Menjelajahi sudut-sudut bersejarah di kota Istanbul selalu menawarkan sensasi perjalanan yang tak terlupakan bagi para pecinta seni dan budaya. Kota indah yang membelah Benua Eropa dan Asia ini menyimpan banyak permata arsitektur yang menawan. Salah satu destinasi yang wajib masuk dalam daftar kunjungan Anda adalah Masjid Kariye, yang dahulu dikenal sebagai Gereja Chora.
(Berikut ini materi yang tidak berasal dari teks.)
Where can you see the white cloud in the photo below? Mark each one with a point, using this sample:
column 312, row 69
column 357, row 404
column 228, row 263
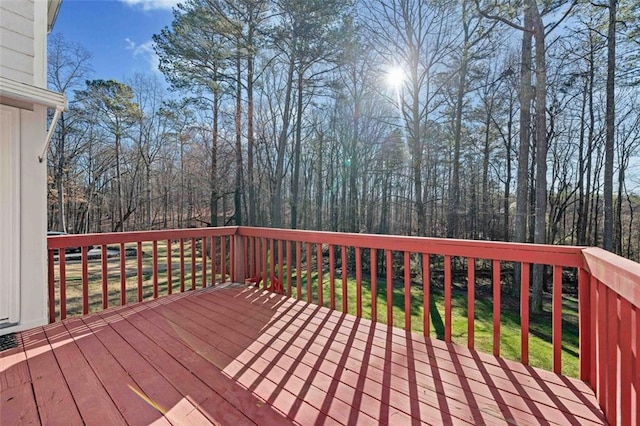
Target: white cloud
column 145, row 52
column 152, row 4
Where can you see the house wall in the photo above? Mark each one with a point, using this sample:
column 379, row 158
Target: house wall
column 23, row 32
column 17, row 43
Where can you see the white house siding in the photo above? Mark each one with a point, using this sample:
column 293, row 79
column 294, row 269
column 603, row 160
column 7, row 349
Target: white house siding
column 17, row 47
column 33, row 220
column 23, row 31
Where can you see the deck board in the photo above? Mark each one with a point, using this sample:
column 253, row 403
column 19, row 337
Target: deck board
column 237, row 355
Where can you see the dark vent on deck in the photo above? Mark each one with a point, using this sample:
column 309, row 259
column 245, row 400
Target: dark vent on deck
column 8, row 341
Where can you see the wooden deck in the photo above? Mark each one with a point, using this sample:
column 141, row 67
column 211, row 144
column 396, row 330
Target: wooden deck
column 236, row 355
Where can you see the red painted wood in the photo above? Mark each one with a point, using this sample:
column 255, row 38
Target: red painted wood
column 186, row 348
column 251, row 252
column 139, row 272
column 557, row 319
column 567, row 256
column 52, row 284
column 223, row 259
column 63, row 283
column 636, row 371
column 309, row 291
column 426, row 294
column 18, row 406
column 358, row 255
column 107, row 238
column 594, row 329
column 155, row 268
column 294, row 327
column 123, row 275
column 345, row 303
column 525, row 270
column 585, row 331
column 85, row 281
column 601, row 348
column 619, row 274
column 204, row 260
column 612, row 377
column 105, row 276
column 389, row 268
column 289, row 253
column 49, row 385
column 447, row 298
column 471, row 301
column 374, row 284
column 111, row 374
column 90, row 396
column 319, row 268
column 298, row 270
column 332, row 277
column 496, row 307
column 193, row 264
column 625, row 361
column 407, row 291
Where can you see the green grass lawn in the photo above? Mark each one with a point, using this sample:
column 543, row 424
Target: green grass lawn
column 540, row 348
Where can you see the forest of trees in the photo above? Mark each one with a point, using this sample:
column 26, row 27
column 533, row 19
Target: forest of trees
column 515, row 121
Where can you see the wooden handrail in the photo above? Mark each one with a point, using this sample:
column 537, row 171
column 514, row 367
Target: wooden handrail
column 608, row 286
column 567, row 256
column 619, row 274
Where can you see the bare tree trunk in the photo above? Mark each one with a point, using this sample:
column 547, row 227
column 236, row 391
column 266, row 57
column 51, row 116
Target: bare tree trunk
column 276, row 209
column 320, row 189
column 295, row 179
column 525, row 125
column 213, row 200
column 610, row 129
column 250, row 137
column 237, row 193
column 119, row 226
column 454, row 195
column 59, row 177
column 541, row 155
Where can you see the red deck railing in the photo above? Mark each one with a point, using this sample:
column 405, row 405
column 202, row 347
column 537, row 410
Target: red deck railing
column 277, row 259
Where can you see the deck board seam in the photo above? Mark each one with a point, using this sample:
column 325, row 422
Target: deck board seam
column 143, row 312
column 421, row 340
column 235, row 377
column 348, row 402
column 453, row 384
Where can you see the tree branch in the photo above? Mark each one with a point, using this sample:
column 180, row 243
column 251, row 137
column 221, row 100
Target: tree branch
column 500, row 18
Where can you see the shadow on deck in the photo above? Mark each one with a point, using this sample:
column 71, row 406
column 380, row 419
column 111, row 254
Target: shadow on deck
column 236, row 355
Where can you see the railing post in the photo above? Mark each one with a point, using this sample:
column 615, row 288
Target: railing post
column 238, row 272
column 585, row 326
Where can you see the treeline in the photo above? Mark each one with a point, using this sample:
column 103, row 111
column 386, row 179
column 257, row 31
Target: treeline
column 517, row 122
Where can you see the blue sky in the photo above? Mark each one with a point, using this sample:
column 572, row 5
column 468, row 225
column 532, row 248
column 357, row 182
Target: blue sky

Di dalam bangunan bersejarah ini, para wisatawan dapat menyaksikan keindahan mosaik kuno yang masih terawat dengan sangat anggun meski telah berusia sekitar tujuh abad.
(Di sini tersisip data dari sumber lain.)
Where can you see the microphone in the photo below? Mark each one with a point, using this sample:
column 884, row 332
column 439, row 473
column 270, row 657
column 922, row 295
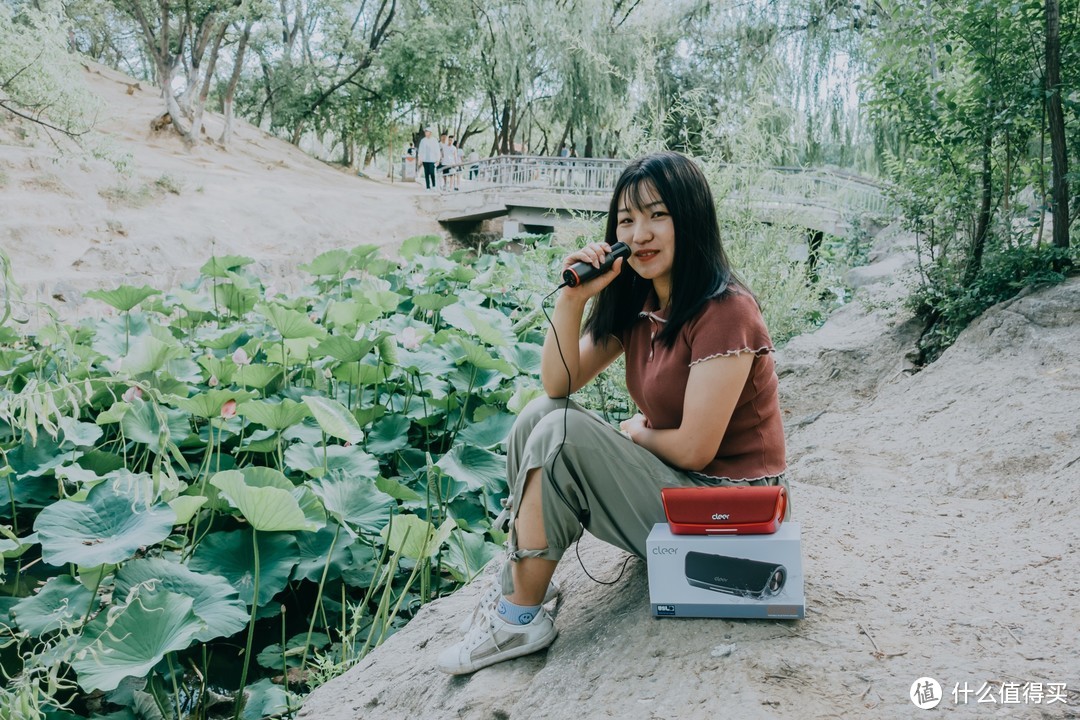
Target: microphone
column 582, row 272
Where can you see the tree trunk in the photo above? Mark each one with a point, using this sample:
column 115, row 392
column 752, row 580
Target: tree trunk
column 230, row 92
column 1055, row 118
column 200, row 106
column 979, row 241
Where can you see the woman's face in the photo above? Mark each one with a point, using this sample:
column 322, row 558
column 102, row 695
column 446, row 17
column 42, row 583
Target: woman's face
column 649, row 231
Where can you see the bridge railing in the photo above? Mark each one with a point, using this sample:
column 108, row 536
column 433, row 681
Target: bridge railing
column 572, row 175
column 597, row 176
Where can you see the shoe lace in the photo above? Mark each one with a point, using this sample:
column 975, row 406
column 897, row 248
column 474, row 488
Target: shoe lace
column 486, row 600
column 481, row 632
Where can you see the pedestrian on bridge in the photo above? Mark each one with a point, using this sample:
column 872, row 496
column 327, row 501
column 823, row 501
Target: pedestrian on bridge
column 429, row 155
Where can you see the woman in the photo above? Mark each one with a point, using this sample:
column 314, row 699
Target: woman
column 698, row 366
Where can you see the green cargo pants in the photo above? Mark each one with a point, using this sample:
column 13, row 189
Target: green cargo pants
column 597, row 479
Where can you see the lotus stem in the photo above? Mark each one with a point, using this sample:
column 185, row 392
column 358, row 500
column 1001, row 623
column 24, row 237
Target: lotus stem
column 251, row 629
column 319, row 598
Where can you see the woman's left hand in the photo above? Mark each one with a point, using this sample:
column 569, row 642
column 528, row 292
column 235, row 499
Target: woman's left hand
column 634, row 425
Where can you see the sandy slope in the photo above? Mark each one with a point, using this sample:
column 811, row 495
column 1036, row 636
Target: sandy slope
column 70, row 222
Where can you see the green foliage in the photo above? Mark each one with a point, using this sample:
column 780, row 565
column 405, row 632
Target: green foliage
column 959, row 94
column 190, row 469
column 948, row 304
column 175, row 499
column 39, row 79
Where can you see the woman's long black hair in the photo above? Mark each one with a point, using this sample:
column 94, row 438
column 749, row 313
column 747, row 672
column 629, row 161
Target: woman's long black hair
column 700, row 269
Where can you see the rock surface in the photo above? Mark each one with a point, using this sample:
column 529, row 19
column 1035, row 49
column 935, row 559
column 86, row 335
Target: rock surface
column 940, row 539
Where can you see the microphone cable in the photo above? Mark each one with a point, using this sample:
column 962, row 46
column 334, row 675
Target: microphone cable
column 582, row 518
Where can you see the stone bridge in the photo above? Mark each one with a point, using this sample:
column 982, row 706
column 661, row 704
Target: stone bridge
column 543, row 194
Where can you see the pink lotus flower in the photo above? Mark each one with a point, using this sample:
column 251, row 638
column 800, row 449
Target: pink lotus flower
column 229, row 409
column 409, row 338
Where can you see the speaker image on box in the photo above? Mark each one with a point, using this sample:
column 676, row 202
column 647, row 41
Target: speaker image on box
column 734, row 575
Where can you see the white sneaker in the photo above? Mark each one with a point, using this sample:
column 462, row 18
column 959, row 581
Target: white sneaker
column 491, row 596
column 493, row 640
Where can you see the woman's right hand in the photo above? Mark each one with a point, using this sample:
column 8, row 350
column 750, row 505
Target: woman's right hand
column 594, row 255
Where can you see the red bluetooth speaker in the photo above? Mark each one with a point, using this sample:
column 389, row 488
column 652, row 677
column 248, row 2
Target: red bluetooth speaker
column 737, row 510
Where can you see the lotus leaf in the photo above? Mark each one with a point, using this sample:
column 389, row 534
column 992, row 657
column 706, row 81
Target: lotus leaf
column 474, row 466
column 362, row 374
column 432, row 301
column 143, row 424
column 482, row 358
column 221, row 368
column 148, row 354
column 489, row 432
column 214, row 338
column 231, row 555
column 124, row 297
column 266, row 700
column 215, row 601
column 352, row 461
column 345, row 349
column 335, row 419
column 351, row 313
column 208, row 404
column 130, row 642
column 525, row 356
column 314, row 548
column 419, row 245
column 79, row 434
column 368, row 415
column 353, row 502
column 274, row 416
column 434, row 364
column 387, row 301
column 489, row 326
column 268, row 507
column 186, row 506
column 256, row 376
column 106, row 528
column 115, row 413
column 298, row 350
column 219, row 266
column 389, row 434
column 36, row 459
column 237, row 299
column 61, row 602
column 467, row 554
column 415, row 538
column 289, row 323
column 332, row 263
column 397, row 491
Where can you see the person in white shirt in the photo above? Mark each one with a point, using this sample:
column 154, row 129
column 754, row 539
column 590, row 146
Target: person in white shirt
column 473, row 164
column 429, row 154
column 447, row 159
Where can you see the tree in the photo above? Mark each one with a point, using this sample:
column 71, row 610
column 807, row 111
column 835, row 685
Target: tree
column 38, row 73
column 181, row 36
column 1055, row 120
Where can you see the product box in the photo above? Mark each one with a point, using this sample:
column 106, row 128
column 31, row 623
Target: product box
column 726, row 576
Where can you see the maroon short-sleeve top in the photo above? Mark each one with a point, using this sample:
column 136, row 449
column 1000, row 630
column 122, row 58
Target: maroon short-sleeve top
column 753, row 446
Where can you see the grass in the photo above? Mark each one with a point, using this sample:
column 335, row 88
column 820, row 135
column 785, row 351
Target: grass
column 132, row 195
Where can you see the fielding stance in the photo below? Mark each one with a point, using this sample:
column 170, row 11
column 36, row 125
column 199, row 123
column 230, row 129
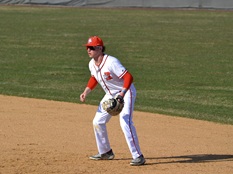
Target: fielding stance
column 116, row 81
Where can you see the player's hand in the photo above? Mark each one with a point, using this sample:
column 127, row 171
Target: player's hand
column 120, row 99
column 83, row 97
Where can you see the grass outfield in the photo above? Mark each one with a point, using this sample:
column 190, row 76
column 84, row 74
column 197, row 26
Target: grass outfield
column 182, row 60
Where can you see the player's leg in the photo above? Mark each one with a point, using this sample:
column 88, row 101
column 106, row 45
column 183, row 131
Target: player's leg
column 100, row 129
column 129, row 130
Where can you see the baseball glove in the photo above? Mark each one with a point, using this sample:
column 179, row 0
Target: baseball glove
column 114, row 105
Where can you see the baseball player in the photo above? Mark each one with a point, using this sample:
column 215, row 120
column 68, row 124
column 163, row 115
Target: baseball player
column 115, row 80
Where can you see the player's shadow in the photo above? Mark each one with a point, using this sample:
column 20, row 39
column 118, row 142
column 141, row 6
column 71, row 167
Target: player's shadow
column 200, row 158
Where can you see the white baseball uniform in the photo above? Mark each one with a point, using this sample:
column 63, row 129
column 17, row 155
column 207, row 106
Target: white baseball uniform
column 109, row 75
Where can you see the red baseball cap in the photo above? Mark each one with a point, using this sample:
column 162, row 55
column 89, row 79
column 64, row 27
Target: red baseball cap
column 94, row 41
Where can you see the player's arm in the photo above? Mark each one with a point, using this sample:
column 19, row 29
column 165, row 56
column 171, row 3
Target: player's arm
column 90, row 86
column 128, row 79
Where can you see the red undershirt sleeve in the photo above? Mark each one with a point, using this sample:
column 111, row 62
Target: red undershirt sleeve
column 92, row 83
column 128, row 79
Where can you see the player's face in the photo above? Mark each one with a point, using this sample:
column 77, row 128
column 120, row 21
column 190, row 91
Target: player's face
column 94, row 52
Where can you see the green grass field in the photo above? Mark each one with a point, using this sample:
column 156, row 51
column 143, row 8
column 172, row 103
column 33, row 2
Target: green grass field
column 181, row 60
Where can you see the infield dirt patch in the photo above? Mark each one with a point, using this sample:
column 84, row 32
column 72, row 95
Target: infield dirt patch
column 41, row 136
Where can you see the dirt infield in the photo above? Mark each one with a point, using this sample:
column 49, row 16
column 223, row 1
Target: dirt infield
column 40, row 136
Mosaik Kuno dan Keagungan Seni Bizantium
Memasuki ruangan utama bangunan bersejarah ini, pandangan Anda akan langsung tertuju pada dinding sebelah barat. Di sana terhampar mosaik kuno langka yang menggambarkan peristiwa Dormition of the Virgin Mary atau Koimesis. Karya seni ini diciptakan pada masa restorasi besar-besaran di bawah arahan negarawan Bizantium, Theodore Metochites, sekitar tahun 1316 hingga 1321. Mosaik spektakuler ini merupakan satu dari tiga Mosaik kuno yang berhasil bertahan di area naos, menjadikannya salah satu peninggalan seni era Palaiologan paling berharga di dunia.
Secara visual, gambar ini menampilkan Maria yang terbaring damai di atas tempat tidur jenazah yang dihiasi kain indah, dikelilingi oleh para rasul dan pelayat. Tepat di belakangnya, berdiri sosok Kristus yang dikelilingi oleh pancaran cahaya mandorla dan para malaikat. Keunikan utama dari komposisi seni ini terletak pada pembalikan simbol visual tradisional: Kristus memegang sosok kecil berbalut kain putih yang melambangkan jiwa ibunya untuk diantar menuju surga.
Koimesis (
- arkeonews.net/José Luiz Bernardes Ribeiro
Perjalanan Panjang Bangunan Bersejarah Kariye
Bangunan yang kini menjadi ikon destinasi bersejarah di Istanbul ini memiliki latar belakang sejarah yang sangat dinamis. Setelah penaklukan Konstantinopel oleh Kesultanan Utsmaniyah, bangunan ini sempat difungsikan sebagai tempat ibadah umat Kristen selama beberapa dekade sebelum diubah menjadi masjid pada tahun 1511 oleh Wazir Agung Hadım Ali Pasha. Menariknya, alih-alih dihancurkan, sebagian besar ornamen karya seni indah di dalamnya dilapisi dengan plesteran semen, cat, atau penutup kayu secara perlahan.